We went from being responsible for the Matrix to being accountable for Ghostbusters. American producers call the Australian film crews “white Mexicans”, according to some of my friends who worked on the Pirates of the Caribbean set.

So what have we been doing to try to diversify our economic portfolio? 

Right now, our solution seems to be narcotics, as we aim to produce more than half the world’s raw opium, and soon trying to be in the top ten of the world’s arms manufacturers.

Sure, that’s what we needed, gun running and drug dealing.

The purpose of this has been to turn Australia into a resource pit for other countries. We were once a scientific capital of the world. No, no really. We were huge innovators in medicine: Ben Carson did his residency here, we invented the cochlear implant, the pacemaker, and industrialized penicillin. We were leaders in aerospace, it was Australia that got the radio back from the Apollo astronauts, and it was Australia that invented the RAM and SCRAM jets

Now we’re massively defunding universities, completely defunding technical colleges, and sabotaging all attempts to improve internet infrastructure to a usable level.

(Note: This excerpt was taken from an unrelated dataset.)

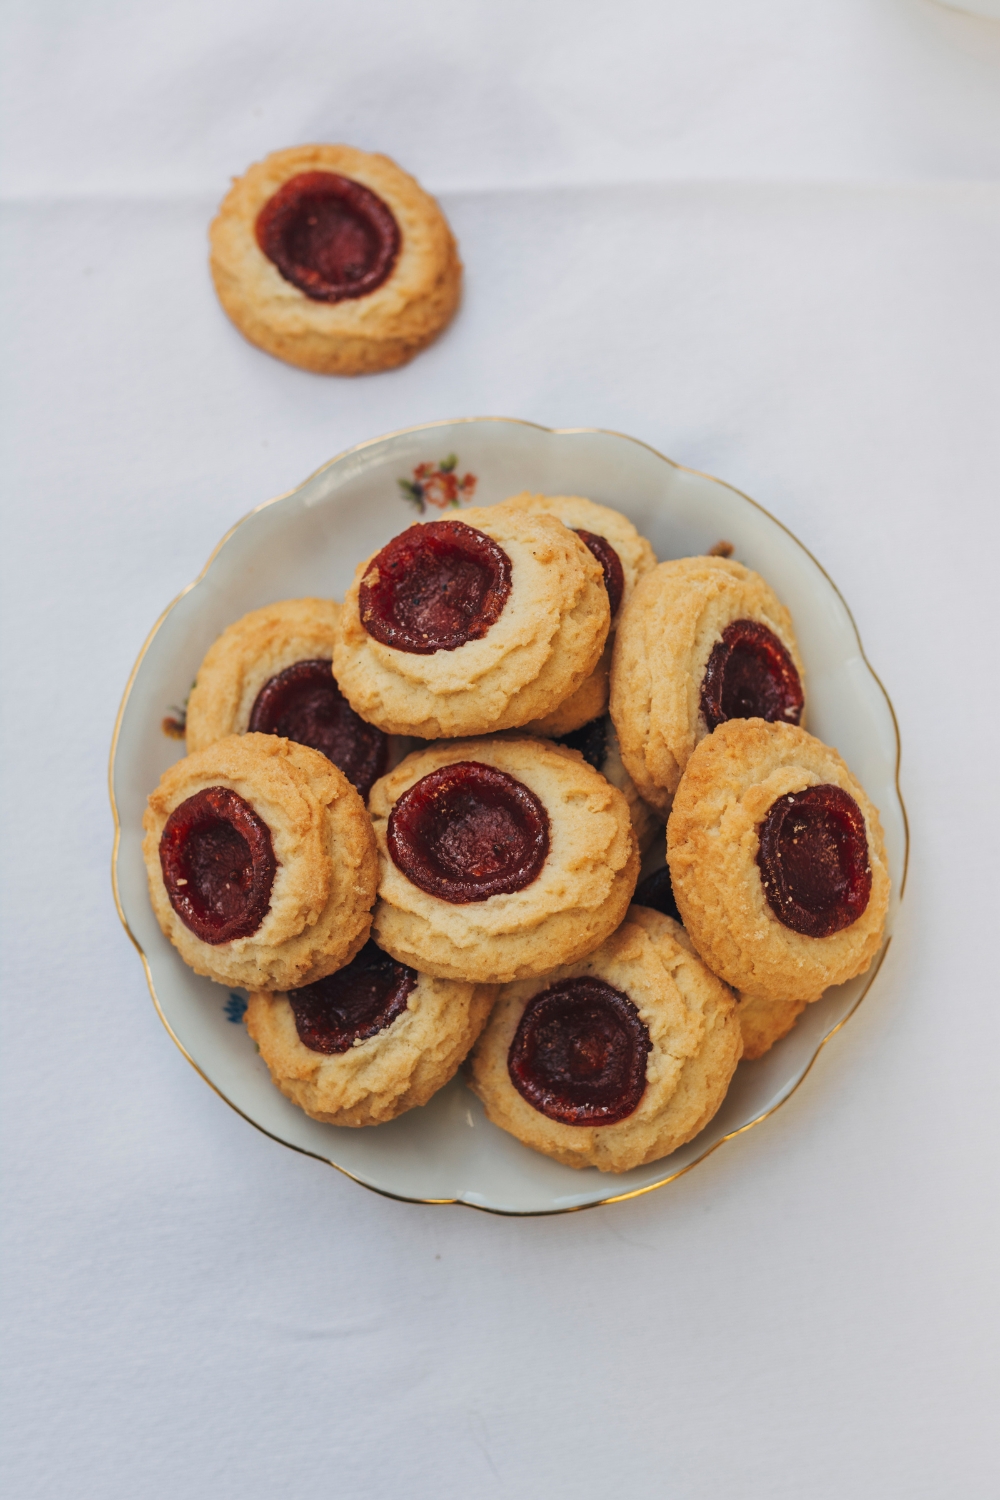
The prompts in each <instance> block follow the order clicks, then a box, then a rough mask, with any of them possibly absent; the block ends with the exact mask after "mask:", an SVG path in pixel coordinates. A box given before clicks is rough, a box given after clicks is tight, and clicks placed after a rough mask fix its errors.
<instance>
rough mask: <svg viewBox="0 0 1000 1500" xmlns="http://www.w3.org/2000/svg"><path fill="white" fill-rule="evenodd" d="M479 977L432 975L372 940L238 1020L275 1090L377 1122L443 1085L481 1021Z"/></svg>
mask: <svg viewBox="0 0 1000 1500" xmlns="http://www.w3.org/2000/svg"><path fill="white" fill-rule="evenodd" d="M495 996H496V989H495V987H493V986H487V984H463V983H462V981H460V980H432V978H430V977H429V975H426V974H417V971H415V969H409V968H406V965H403V963H397V962H396V959H391V957H390V956H388V954H387V953H382V950H381V948H376V945H375V944H373V942H367V944H366V945H364V948H361V951H360V953H358V954H357V957H355V959H352V960H351V963H349V965H346V968H343V969H337V972H336V974H331V975H327V978H325V980H316V981H315V983H313V984H307V986H303V987H301V989H298V990H291V992H289V993H286V995H273V993H268V992H265V990H255V992H253V993H252V995H250V999H249V1002H247V1008H246V1016H244V1020H246V1028H247V1031H249V1034H250V1037H252V1038H253V1041H255V1043H256V1046H258V1047H259V1052H261V1056H262V1059H264V1062H265V1064H267V1067H268V1071H270V1074H271V1079H273V1082H274V1083H276V1085H277V1088H279V1089H280V1091H282V1094H283V1095H285V1097H286V1098H289V1100H291V1101H292V1104H297V1106H298V1107H300V1109H303V1110H304V1112H306V1115H310V1116H312V1118H313V1119H316V1121H324V1122H325V1124H328V1125H381V1124H382V1121H391V1119H396V1116H397V1115H402V1113H403V1112H405V1110H412V1109H415V1107H417V1106H418V1104H426V1103H427V1100H429V1098H430V1097H432V1095H433V1094H436V1092H438V1089H441V1088H444V1085H445V1083H447V1082H448V1080H450V1079H451V1077H453V1076H454V1073H456V1070H457V1068H459V1065H460V1064H462V1061H463V1059H465V1056H466V1053H468V1050H469V1047H471V1046H472V1043H474V1041H475V1038H477V1037H478V1035H480V1032H481V1031H483V1026H484V1023H486V1017H487V1016H489V1013H490V1007H492V1004H493V999H495Z"/></svg>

Australia’s interests are basically being sold out wholesale overseas. Rather than working to develop our industrial sector, more and more money is being taken away from those areas and put into raw resources. We’re now second only to Saudi Arabia for emissions, and worse than Kazakhstan in education. We’re only doing better than Romania and Turkey.

And as long as this trend continues, Australia is going to be forced harder and harder into being the geopolitical equivalent of a shady dude offering black market goods from a battered white-panel van in a middle-class suburban mall parking lot.